The lab has knocked out ramA gene from a clinical multiple drug resistant K. pneumoniae strain, KP22ΔRamA.^{[ 3 ]} To confirm whether RamA mutants would influence the antibiotic resistance in clinical strains, the MICs of several antibiotics were tested for RamA wild‐type and mutant complementation in KP22ΔRamA.

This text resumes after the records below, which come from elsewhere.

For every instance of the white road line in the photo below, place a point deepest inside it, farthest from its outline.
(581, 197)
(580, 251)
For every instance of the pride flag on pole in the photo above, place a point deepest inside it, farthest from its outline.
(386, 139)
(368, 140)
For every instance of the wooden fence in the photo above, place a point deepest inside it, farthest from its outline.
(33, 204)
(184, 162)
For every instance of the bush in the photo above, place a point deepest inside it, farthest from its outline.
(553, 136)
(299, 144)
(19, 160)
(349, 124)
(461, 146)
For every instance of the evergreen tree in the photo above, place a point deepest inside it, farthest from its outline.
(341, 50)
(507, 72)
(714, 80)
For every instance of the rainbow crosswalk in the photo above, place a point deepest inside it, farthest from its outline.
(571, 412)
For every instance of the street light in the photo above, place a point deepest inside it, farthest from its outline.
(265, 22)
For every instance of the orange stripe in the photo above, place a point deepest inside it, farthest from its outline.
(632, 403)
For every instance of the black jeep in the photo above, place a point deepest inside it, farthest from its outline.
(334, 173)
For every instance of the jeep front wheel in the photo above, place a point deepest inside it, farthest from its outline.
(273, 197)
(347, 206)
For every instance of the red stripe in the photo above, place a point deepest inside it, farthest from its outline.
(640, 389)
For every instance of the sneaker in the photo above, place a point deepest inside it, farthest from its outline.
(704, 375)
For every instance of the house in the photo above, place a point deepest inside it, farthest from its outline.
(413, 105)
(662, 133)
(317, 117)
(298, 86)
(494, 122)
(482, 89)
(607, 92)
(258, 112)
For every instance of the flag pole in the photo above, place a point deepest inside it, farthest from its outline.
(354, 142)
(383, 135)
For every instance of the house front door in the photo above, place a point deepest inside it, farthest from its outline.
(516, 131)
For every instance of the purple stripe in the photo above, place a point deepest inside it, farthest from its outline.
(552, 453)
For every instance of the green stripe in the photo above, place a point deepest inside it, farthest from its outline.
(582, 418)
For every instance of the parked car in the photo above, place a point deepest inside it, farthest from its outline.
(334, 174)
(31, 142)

pHSG398, pHSG398‐RamA wildtype, and mutant vectors were transformed into KP22ΔRamA cells. Antimicrobial susceptibility test was performed using broth microdilution methods based on Clinical and Laboratory Standards Institute (CLSI), 2019 guidelines.^{[ 34 ]} The MICs of piperacillin‐tazobactam, ceftazidime, levofloxacin, tigecycline, doxycycline, and minocycline were determined according to CLSI standards.

Statistical Analysis

Two‐way analysis of variance (ANOVA) as implemented by GraphPad PRISM 6 was used for data analysis of β‐galactosidase assay and P values smaller than 0.05 were considered statistically significant.

Conflict of Interest

The authors declare no conflict of interest.

Author Contributions

M.H. and F.Y. contributed equally to this work. X.Z., M.W., and M.B. designed the studies. M.H. and F.Y. prepared the samples and performed the cryoEM analysis. F.Y. built and refined the structural models. M.H., M.J., I.K.‐L., Q.X., and X.Q. conducted the biochemical experiments. X.Z. wrote the manuscript with input from all the authors.

Supporting information

Supporting Information

Hao M., Ye F., Jovanovic M., Kotta‐Loizou I., Xu Q., Qin X., Buck M., Zhang X., Wang M., Structures of Class I and Class II Transcription Complexes Reveal the Molecular Basis of RamA‐Dependent Transcription Activation. Adv. Sci. 2022, 9, 2103669. 10.1002/advs.202103669

Data Availability Statement

The cryoEM maps and coordinates of the RamA class I and class II complexes are deposited and available at PDB and EMDB with access codes of EMD‐12157, EMD‐12156 and PDB ID 7BEG and 7BEF respectively.